Heboh-heboh soal bakal naiknya Pertamax telah terjadi beberapa hari sebelumnya, setelah media massa memberitakan bahwa diperkirakan harganya melangit menjadi Rp 16.000, naik hampir dua kali lipat.
Perkiraan harga tersebut berdasarkan hitung-hitungan nilai keekonomian Pertamax menyusul kenaikan harga minyak di pasar internasional.
Tentu, kenaikan di tingkat global tersebut sangat erat kaitannya dengan meletusnya peperangan antara Rusia dan Ukraina yang menyebabkan terganggunya suplai minyak.
Indonesia tidak bisa mengelak dari kondisi yang sangat tidak diharapkan tersebut.
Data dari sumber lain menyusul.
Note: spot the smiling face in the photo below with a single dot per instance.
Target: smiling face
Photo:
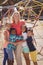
(29, 33)
(16, 17)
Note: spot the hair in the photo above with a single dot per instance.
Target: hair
(25, 29)
(12, 29)
(13, 16)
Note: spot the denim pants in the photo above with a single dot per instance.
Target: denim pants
(5, 57)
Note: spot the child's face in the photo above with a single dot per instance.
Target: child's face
(23, 29)
(29, 33)
(13, 32)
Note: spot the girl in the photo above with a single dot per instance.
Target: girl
(33, 52)
(24, 45)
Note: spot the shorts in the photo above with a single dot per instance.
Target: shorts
(33, 56)
(25, 49)
(10, 54)
(11, 46)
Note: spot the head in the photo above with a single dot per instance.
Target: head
(24, 28)
(29, 33)
(7, 26)
(16, 17)
(12, 31)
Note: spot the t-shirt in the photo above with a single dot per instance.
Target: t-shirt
(13, 38)
(18, 27)
(6, 38)
(24, 44)
(30, 44)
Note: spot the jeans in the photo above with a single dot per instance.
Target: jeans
(5, 57)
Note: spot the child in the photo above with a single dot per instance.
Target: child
(6, 36)
(33, 52)
(13, 38)
(24, 45)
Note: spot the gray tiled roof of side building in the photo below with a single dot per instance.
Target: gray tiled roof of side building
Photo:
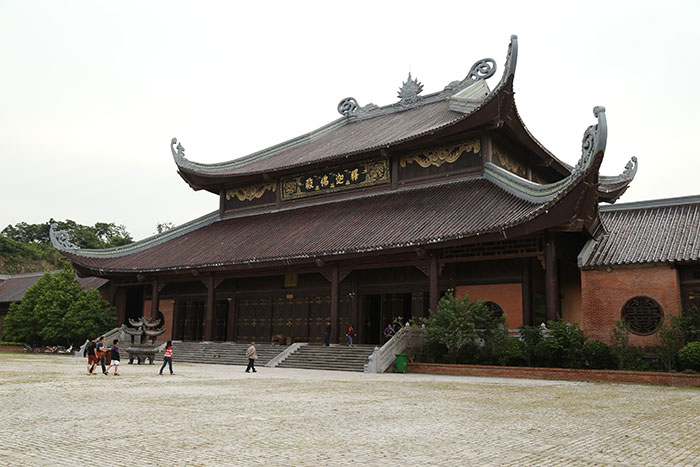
(655, 231)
Ujung-ujungnya rakyat banyak sebagai konsumen yang menderita.
Bagi Pertamina atau pemerintah, mungkin merasa dengan menaikkan Pertamax dari Rp 9.000 menjadi Rp 12.500 merupakan bentuk berbagi beban dengan masyarakat.
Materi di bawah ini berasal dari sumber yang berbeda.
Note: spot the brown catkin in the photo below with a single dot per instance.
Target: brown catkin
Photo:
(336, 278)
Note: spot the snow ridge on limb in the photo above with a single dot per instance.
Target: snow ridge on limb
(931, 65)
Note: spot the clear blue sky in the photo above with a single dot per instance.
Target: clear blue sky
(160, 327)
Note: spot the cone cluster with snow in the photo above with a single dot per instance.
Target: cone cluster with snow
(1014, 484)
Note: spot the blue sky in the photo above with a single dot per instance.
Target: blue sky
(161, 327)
Artinya, dengan kenaikan tersebut sebetulnya masih membebani pemerintah, karena Pertamax masih di bawah nilai keekonomiannya.
Tapi, bagi masyarakat, hal itu terasa menyesakkan sehingga beban yang sudah berat, semakin berat lagi. Ibarat kata, sudah jatuh, tertimpa tangga pula.
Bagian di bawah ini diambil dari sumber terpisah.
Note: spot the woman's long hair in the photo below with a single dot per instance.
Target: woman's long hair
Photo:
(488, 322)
Betapa tidak, kenaikan harga kebutuhan pokok akhir-akhir ini seperti bertubi-tubi. Mulai dari kenaikan harga telur ayam, cabai, bawang, tahu tempe yang menjadi makanan ratusan juta umat, daging, minyak goreng, dan sebagainya.
Jadi, seolah-olah pemerintah kurang peka pada penderitaan rakyat. Meniakkan harga pada waktu yang kurang tepat.
Namun, kalau dipikir-pikir, dilihat dari sisi pemerintah mungkin memang sedang menghadapi situasi yang sangat dilematis.